🌀Mood: Triggered. Resilient. Competitive. Determined. Faith-filled.
This week felt like my Olympics.
Not the glamorous kind.
The gritty kind.
The kind where your body is pushed to its limits and your mindset becomes just as important as your muscles.
The Hickman Line
Before stem cells could be collected, I needed a Hickman line placed.
For those who don’t know, a Hickman line is a central catheter inserted into a large vein near the heart. It allows doctors to draw blood, give medications, and collect stem cells without constantly sticking new IVs into your arms.
Simple in theory.
Less simple when you’ve never had surgery before.
I have never been cut open.
So when they started talking about making an incision in my chest, tunneling a line under my skin, and stitching it in place, I was anxious.
The woman who came to explain everything to me was incredible. Calm. Confident. Knowledgeable. She told me she might or might not be the one performing the procedure.
I asked her to be.
She agreed.
That alone lowered my blood pressure.
The procedure itself was about 30 minutes. I felt okay afterward. No nausea. No immediate complications. I was thankful.
But the next day?
A different story.
The Night of Pain
That night I experienced extreme pain.
The doctors were concerned about infection — the last thing you want before transplant. My doctor was ready to start antibiotics immediately.
I did not want that.
Antibiotics would complicate things. Delay things.
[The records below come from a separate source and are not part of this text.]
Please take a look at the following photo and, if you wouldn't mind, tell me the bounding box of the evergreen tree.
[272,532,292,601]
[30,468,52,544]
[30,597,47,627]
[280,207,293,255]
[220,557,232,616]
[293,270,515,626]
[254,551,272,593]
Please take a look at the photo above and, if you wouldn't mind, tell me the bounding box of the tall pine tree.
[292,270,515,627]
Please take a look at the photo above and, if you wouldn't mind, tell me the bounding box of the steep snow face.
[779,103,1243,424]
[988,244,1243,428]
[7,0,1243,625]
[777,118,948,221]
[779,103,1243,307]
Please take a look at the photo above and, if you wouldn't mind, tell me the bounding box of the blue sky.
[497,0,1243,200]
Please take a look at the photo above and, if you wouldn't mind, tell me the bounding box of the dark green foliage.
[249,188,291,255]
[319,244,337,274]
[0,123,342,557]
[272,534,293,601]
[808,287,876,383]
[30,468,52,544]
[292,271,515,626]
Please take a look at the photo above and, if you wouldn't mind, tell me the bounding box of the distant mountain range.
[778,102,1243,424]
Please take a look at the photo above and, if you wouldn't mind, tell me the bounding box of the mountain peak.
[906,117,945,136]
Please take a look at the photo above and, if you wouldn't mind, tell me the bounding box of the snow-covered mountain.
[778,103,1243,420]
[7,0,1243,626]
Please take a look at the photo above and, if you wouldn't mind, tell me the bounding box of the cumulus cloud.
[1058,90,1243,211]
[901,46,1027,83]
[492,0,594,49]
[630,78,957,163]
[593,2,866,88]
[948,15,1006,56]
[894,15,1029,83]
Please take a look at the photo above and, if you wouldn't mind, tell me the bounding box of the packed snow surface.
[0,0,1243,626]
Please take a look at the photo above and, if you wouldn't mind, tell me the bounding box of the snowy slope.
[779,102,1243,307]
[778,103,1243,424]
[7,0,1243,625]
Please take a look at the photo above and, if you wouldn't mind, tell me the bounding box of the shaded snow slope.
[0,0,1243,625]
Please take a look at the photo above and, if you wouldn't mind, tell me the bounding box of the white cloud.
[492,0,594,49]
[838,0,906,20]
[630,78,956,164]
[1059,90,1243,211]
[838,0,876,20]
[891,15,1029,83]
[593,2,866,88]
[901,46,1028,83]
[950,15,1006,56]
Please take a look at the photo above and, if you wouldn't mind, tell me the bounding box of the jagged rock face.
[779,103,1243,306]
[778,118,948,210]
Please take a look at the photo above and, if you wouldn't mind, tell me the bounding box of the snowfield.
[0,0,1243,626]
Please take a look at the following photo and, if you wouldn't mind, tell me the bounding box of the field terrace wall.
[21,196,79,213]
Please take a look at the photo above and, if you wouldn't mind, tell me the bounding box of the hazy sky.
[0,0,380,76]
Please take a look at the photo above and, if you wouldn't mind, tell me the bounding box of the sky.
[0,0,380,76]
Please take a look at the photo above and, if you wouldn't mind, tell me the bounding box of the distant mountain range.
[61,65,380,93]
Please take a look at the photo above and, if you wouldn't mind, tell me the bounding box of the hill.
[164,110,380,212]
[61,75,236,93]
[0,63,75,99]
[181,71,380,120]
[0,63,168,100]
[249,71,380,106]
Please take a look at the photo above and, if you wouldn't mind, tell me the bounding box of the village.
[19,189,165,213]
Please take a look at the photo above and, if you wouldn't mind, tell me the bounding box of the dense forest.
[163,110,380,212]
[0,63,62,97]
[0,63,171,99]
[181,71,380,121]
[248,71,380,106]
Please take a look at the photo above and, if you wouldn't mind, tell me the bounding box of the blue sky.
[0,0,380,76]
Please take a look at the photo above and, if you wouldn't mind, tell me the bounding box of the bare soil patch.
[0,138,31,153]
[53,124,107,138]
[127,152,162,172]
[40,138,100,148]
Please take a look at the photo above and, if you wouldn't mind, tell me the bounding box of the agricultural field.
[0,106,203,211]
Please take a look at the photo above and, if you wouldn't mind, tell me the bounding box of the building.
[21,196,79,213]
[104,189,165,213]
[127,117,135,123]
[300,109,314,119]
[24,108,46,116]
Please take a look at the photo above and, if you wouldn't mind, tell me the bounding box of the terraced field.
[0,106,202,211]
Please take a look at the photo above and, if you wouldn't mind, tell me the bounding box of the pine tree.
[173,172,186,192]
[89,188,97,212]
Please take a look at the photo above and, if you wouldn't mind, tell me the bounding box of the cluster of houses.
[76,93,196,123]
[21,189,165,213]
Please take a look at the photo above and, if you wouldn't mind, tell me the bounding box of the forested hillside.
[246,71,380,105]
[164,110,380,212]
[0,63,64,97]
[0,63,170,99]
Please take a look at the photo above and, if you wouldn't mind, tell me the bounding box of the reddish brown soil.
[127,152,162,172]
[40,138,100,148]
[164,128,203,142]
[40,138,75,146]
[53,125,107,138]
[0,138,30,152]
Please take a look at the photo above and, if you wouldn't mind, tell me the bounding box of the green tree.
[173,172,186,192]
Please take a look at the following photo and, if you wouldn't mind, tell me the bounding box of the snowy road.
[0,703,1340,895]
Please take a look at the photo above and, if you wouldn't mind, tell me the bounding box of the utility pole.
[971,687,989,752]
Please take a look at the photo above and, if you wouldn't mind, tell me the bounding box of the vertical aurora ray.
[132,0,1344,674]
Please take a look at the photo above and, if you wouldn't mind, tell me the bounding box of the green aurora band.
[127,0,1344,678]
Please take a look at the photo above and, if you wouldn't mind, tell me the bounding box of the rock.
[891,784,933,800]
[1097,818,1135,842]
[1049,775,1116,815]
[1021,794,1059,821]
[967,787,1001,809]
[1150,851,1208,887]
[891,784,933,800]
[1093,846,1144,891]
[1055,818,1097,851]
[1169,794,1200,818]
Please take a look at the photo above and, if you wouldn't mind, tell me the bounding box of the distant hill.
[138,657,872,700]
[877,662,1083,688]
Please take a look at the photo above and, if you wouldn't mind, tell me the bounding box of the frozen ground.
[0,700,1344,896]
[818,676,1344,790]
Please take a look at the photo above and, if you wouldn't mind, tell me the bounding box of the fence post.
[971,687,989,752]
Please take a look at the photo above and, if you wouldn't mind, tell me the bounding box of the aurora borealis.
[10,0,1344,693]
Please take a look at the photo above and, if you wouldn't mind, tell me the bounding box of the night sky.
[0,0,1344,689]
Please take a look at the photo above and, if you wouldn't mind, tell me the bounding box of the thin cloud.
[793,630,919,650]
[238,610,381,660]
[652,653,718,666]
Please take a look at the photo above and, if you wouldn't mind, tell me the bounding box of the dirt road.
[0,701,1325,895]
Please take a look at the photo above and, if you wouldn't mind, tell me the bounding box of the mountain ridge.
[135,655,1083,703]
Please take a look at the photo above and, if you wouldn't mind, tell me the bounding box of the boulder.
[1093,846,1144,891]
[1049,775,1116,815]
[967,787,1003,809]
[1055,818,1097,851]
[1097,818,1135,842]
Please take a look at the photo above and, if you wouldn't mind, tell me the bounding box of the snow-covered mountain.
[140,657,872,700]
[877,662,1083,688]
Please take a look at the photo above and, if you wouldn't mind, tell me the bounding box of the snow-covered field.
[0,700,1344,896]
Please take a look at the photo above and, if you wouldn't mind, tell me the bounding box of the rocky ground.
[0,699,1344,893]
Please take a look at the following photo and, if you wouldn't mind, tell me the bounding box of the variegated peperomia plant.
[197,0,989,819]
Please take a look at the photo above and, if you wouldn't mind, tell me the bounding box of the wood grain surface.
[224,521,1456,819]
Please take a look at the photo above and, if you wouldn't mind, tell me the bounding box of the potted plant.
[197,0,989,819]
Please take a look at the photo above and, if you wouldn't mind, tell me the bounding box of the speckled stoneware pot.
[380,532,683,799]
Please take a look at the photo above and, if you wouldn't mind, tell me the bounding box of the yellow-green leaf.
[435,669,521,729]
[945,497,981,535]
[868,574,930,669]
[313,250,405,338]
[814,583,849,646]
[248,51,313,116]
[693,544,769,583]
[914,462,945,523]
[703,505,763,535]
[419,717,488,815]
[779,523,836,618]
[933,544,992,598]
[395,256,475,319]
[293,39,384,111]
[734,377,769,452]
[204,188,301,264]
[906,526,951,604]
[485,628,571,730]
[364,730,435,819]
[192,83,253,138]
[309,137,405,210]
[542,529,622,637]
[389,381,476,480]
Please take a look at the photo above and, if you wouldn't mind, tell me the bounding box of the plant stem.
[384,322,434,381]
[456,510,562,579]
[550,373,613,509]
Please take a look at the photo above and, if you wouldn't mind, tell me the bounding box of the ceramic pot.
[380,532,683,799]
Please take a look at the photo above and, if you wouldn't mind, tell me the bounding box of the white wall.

Add another layer.
She paused and said we would wait until the afternoon to reassess the incision.
I was so thankful for that pause.
Thankfully, the pain began to settle and it wasn’t an infection. It was inflammation and trauma from the placement.
Stem Cells Rising
Meanwhile, Thursday morning the stem cell stimulation shots began to stimulate my bone marrow to produce and release stem cells into my bloodstream.
Filgrastim — twice a day for four days.
The shots themselves? No big deal.
After Darsalex Faspro during my first round of treatment — which looks like a barrel of a gun and takes seven minutes to push into your body — these felt like nothing.
They warned me about bone pain.
They did not warn me about this level of bone pain.
I would be fine… and then suddenly it hit me like a ton of bricks.
And it hit in my lower back.
The exact place I had excruciating pain for five months before diagnosis.
That pain returning — even temporarily — triggered something deep in me.
PTSD is real.
My back pain had improved so much over the last few months. To feel that familiar ache again was emotionally jarring.
But here’s the twist:
The pain meant it was working.
The stimulation drugs were forcing my bone marrow to produce and release stem cells into my bloodstream.
My “baby stem cells,” as I’ve started calling them.
It’s wild to think about.
They are intentionally stressing my marrow so they can harvest the very cells that will rebuild me after chemo wipes it out.
Destruction. Then restoration.
The Numbers Game
Here’s where my competitive side kicked in.
The goal is to reach a white blood cell count of 100 before collection. Not many patients hit that.
I didn’t get to 100.
I got to 88.
And 88 is the highest of any of their current patients.
I was thrilled.
The nurses were comparing patients, taking guesses about who would need an extra 8pm shot the night before collection.
I was the only one who did not need the extra shot.
I told them, “We’re going for gold. One and done.”
Only one collection day instead of two.
The Olympics are on right now, and my cousin — who is a nurse — told me, “This is your Olympics.”
It really feels that way.
Four days of pain. Fatigue. Emotional swings.
But purpose behind every ounce of it.
The goal is to collect 8–10 million stem cells.
It boggles my mind how the human body works.
It’s brutal.
It’s fascinating.
It’s miraculous.
What’s Next
Once they collect enough stem cells, I’ll get about a week to recover.
Then comes high-dose melphalan.
The nuclear bomb.
They will wipe out my marrow completely.
And then reinfuse my stem cells to rebuild it.
As we move closer to that day, the nerves are definitely setting in.
But here’s the thing.
I have cancer.
My attitude does not change that fact.
So I get to choose how I show up.
And I choose belief.
I choose grit.
I choose joy when I can find it.
I choose faith.
I am going for gold.
And I am going to make it through this.
A Clarification
I need to clarify something from post 32 – no stone goes unturned.
I was told my PET scan showed no active disease.
The next day, my doctor explained that while it’s not lighting up on imaging, I still have cancer cells present at a low level.
We went from 80% cancer in my plasma cells to under 10%.
Under 10%.
I was a little bummed when I heard that.
But let’s be honest.
Eighty percent to under ten percent in six months?
That’s still a miracle.
And most importantly — it does not delay transplant.